According to a market survey on residential housing in the U.S, one of the main factors driving optimism among home builders is that there is lesser competition among construction companies as it stands now. So, this has created a situation of high housing demand with lesser competition, leading to higher profit return on investment for building companies despite the increase in labor and material prices in recent times.  This article will discuss further information on this topic, ensure to read to the end. 

Comparison between the number of construction companies in 2005 and now

The information released by the National Association of Home in its monthly gauge of builders’ sentiments shows that the home building industry is getting closer to its peak of the pre-global financial crises of 2008. The report from the body also shows that despite the inflation rate, the market is strong as buyers have continued to show interest in buying despite the price increase. 

So, what are the factors responsible for this positive review in housing investment? According to market analysts, the reason for the home construction industry positive review can be traced to fewer construction companies that are now lower than in 2005. Data available to the Commerce Department also support this claim. For instance, in 2014, 368,000 construction firms were operating in the U.S. compared to 530,000 in 2005. In comparison, the current number of workers in the construction industry stands at 763,000 compared to 996,000 at the end of 2005. 

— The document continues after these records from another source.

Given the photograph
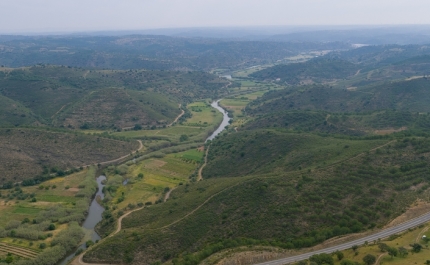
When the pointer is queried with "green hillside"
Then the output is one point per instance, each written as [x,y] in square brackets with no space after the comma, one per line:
[74,97]
[289,209]
[28,153]
[347,124]
[13,113]
[316,70]
[412,95]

When you consider the present position of the number of home construction companies and workforce in the industry in 2005 and now, you should be able to get a glimpse of the present position of the industry. This twin factor has also influenced the values of residential property. For instance, in 2005, the median price was $240,900 but now stands at $316,200. So, it is safe to say that lack of competition in the industry is negatively affecting the contribution of the sector to the overall economy.

Also, another contending issue affecting the industry is the frequent clash of interest between established home building construction companies and newbies in the industry. The reason is that established companies rarely have issues having access to loans from banks compared to new companies in the industry. Another issue the new companies face is having access to land, especially if their targeted lands or attractive areas have already been allocated to established home building companies.

Final thought 

With the recent position of the home building industry, it will be alright to say that shortage of building companies and lower workforce is a significant factor contributing to housing shortages and the increase in home prices. However, companies in this industry seem not to be baffled because limited companies available in the industry create room for less competition, thus leading to a higher profit margin for building companies. 

Will competition return to the once crowded industry? Well, the answer to that will be mere speculation. Nonetheless, the reality on the ground is that home building construction companies are indeed having a lovely time.